Lucky for you that she's revealing her true nature before you get married. And no, you don't wait to see what she wants, like some desperate, sad little boy (Pick me! Pick me!) Be the kind of strong, confident man who doesn't tolerate her behavior. Better to end it now than have to endure this stuff when you have kids and other investments.


----------



## Yeswecan (Jul 25, 2014)

*Re: Need good advice*

slathgarner, I had the same situation. Ring, wedding talk, fiance, yadda yadda, some other guy just kissing. Yadda yadda. Retrieved the ring and walked away never looking back. Best decision I ever made. 

Moving back to your old state will not change a thing except the PA will be much harder now that the OM she is only just kissing is a few states away. 

Run....


----------



## Yeswecan (Jul 25, 2014)

tryingpatience said:


> Your other post offers some clues as to what is going on. There is another man and she is cheating. That's why she can't decide on what she wants. You need to decide what you want to do. But know that you can't fix anything on your own.
> 
> If she is in limbo over your relationship you need to walk away and do the 180.


Bingo. 

You could do cartwheels all day. She has a new interest. That is the problem.


----------



## EleGirl (Dec 3, 2011)

*Re: Need good advice*

Your fiance is having an affair. 

It's highly doubtful that she has only "just" kissed the guy. Though does that really matter? 

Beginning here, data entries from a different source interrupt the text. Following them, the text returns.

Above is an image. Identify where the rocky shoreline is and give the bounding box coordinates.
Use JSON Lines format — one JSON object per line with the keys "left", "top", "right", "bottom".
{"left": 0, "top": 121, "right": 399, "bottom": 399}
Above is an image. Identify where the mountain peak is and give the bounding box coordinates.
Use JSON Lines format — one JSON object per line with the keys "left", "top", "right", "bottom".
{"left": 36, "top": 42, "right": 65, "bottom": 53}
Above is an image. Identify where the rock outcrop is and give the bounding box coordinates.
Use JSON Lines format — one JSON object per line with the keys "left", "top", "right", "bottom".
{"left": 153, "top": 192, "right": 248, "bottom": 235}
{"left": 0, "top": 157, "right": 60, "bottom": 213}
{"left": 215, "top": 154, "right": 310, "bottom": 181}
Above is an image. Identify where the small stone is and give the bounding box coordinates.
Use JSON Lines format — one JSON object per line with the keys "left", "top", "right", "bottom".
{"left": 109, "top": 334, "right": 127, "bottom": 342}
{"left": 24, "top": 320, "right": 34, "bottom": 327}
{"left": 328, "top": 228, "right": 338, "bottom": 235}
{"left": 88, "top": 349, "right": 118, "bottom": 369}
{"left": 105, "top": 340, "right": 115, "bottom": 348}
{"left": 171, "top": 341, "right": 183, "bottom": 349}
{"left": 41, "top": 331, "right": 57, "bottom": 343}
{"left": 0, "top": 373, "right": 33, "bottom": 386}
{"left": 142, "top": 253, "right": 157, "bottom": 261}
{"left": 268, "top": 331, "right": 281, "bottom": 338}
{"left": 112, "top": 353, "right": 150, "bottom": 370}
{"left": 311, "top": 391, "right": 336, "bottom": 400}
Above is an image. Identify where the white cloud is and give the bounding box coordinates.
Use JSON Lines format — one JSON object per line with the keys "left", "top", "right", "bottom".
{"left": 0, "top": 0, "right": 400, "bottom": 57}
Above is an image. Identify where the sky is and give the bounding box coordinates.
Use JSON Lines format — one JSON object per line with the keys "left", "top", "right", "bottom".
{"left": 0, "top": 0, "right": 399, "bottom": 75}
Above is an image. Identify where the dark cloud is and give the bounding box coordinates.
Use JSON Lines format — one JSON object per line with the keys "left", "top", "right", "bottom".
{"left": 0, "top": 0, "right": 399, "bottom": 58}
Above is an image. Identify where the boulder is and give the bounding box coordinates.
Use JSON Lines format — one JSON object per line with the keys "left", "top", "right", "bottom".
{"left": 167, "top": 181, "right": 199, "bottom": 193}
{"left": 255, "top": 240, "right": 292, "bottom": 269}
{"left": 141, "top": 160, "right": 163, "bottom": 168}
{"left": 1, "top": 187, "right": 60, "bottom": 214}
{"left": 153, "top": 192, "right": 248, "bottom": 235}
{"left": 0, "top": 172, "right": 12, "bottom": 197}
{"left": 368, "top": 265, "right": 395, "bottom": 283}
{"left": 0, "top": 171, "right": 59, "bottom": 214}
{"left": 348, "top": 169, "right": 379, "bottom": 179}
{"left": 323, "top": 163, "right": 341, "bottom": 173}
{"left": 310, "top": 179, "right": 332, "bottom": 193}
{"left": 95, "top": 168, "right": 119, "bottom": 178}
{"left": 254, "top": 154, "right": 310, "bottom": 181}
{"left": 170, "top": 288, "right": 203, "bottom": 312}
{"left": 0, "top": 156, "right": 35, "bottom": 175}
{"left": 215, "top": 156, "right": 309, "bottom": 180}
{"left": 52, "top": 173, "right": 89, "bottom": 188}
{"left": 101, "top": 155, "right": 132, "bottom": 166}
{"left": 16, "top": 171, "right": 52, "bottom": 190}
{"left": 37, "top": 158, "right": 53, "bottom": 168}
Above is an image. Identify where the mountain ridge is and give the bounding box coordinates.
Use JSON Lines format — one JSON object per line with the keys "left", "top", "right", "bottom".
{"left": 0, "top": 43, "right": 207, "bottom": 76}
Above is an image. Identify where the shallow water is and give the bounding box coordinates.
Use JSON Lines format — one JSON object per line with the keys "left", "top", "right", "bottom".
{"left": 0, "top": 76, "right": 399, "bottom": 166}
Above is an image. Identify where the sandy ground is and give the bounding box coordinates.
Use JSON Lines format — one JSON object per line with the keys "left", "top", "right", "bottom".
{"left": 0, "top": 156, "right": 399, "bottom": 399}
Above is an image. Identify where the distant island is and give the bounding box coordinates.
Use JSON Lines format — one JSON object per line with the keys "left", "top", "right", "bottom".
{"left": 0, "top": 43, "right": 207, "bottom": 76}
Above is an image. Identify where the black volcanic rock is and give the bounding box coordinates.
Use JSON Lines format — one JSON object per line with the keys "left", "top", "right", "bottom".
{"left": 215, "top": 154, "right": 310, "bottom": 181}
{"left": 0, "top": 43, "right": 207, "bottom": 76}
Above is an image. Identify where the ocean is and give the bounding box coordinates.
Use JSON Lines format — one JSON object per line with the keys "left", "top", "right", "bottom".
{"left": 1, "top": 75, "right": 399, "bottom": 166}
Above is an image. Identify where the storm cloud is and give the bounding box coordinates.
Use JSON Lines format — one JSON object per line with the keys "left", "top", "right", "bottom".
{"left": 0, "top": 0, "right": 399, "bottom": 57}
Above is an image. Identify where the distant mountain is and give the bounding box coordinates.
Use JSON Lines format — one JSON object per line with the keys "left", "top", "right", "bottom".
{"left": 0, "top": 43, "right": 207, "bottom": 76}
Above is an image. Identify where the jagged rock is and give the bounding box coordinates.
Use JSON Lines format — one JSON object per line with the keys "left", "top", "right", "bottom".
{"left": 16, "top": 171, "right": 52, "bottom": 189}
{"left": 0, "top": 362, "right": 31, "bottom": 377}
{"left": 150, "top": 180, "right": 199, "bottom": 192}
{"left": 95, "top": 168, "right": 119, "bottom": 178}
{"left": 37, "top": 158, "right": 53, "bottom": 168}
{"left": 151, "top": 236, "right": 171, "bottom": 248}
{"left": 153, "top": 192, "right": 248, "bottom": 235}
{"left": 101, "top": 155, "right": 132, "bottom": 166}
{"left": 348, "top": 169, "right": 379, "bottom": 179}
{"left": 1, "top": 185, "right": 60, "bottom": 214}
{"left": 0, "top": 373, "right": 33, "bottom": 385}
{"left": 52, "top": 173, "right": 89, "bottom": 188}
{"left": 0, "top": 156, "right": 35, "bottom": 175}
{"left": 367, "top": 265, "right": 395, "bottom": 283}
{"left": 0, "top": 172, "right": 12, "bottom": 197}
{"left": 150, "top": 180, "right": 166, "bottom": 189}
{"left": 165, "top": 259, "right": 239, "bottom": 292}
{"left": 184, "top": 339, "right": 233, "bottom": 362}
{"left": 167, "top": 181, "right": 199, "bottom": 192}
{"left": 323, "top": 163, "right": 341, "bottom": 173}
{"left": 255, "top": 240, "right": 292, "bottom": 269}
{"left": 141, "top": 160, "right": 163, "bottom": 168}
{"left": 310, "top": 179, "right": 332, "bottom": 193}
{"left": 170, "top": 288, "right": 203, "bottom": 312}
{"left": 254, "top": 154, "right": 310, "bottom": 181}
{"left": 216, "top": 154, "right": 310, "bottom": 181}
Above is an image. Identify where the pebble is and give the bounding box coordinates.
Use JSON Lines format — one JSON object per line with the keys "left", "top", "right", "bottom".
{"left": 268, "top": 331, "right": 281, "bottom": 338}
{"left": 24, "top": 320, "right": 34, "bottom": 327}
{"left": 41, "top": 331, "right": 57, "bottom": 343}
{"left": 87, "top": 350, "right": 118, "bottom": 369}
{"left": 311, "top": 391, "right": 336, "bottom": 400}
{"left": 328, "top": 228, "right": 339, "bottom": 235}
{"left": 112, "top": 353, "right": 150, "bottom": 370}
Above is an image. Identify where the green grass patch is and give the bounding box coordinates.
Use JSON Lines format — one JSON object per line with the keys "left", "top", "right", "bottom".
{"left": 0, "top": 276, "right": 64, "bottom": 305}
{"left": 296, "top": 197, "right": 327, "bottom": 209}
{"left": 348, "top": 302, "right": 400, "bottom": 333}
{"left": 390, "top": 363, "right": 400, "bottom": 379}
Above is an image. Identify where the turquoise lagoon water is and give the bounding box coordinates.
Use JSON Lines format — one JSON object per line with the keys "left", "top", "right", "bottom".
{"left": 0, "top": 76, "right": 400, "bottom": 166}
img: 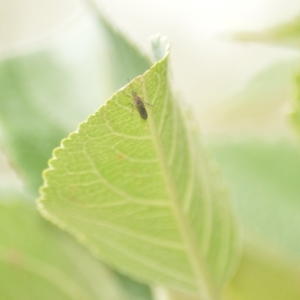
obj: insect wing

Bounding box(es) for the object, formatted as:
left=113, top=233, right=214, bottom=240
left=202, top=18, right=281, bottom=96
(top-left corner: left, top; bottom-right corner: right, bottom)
left=138, top=105, right=148, bottom=120
left=134, top=94, right=148, bottom=120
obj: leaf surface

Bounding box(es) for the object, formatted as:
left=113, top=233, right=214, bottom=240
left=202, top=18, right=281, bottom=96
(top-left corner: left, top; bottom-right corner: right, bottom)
left=292, top=73, right=300, bottom=135
left=209, top=139, right=300, bottom=264
left=39, top=48, right=241, bottom=298
left=0, top=198, right=132, bottom=300
left=0, top=9, right=150, bottom=193
left=223, top=241, right=300, bottom=300
left=205, top=60, right=299, bottom=137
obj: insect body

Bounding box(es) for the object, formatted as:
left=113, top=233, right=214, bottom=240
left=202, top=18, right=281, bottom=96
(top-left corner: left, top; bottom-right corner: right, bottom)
left=126, top=79, right=152, bottom=120
left=132, top=91, right=148, bottom=120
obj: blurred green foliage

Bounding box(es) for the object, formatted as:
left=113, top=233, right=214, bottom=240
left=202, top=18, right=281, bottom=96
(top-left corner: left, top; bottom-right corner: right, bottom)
left=0, top=2, right=300, bottom=300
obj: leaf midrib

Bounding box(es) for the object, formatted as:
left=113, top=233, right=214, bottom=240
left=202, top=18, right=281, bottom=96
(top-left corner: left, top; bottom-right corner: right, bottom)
left=142, top=72, right=215, bottom=300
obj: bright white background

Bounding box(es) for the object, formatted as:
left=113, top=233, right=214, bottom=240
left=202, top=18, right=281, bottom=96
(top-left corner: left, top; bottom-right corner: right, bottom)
left=1, top=0, right=300, bottom=109
left=1, top=0, right=300, bottom=188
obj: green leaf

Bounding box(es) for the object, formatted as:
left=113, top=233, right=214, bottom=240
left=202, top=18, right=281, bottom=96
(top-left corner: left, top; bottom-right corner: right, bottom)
left=209, top=139, right=300, bottom=264
left=38, top=47, right=241, bottom=298
left=0, top=53, right=72, bottom=192
left=233, top=14, right=300, bottom=49
left=148, top=241, right=300, bottom=300
left=0, top=198, right=133, bottom=300
left=0, top=9, right=150, bottom=194
left=209, top=139, right=300, bottom=300
left=223, top=241, right=300, bottom=300
left=291, top=73, right=300, bottom=135
left=205, top=60, right=299, bottom=137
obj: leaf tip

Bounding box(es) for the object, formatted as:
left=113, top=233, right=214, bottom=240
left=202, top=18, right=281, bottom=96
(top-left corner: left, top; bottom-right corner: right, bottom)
left=150, top=34, right=170, bottom=61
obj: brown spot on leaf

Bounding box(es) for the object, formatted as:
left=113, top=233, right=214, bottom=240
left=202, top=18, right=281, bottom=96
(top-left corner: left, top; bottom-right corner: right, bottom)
left=5, top=248, right=23, bottom=267
left=116, top=154, right=124, bottom=161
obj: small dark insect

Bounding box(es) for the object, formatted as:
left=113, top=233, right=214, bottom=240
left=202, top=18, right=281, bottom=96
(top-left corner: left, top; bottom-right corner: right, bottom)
left=127, top=79, right=152, bottom=120
left=131, top=91, right=148, bottom=120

The reason she says that she does not know what she wants is that the other guy has not asked her to marry him. So she's waiting until he does to dump you. Of course he probably never will. So you are the fallback guy. She would rather marry him. But if that does not work out, you will do.

You need to realize that this is an affair. She is seriously disrespecting you and cheating. 

Do you know who this guy is by the way?

You need to just pack up and move back to your home state. Just tell her that you are done and go. Your relationship is over. Thank goodness this happened before you married her.


----------



## EleGirl (Dec 3, 2011)

*Re: Need good advice*

How long have you known about her affair?


----------



## tech-novelist (May 15, 2014)

*Re: Need good advice*

Oops, I see you have a child together. That makes it much more difficult. Sorry to hear you are in this mess.


----------



## EleGirl (Dec 3, 2011)

slathgarner,

You have another thread. Between the two threads, it sounds like you are talking about two different relationships. Your fiance is having an affair. That's some important info you left off this thread. If you want useful input then keep your story on one thread. I'm going to combine your threads so that readers adn see the whole story.


----------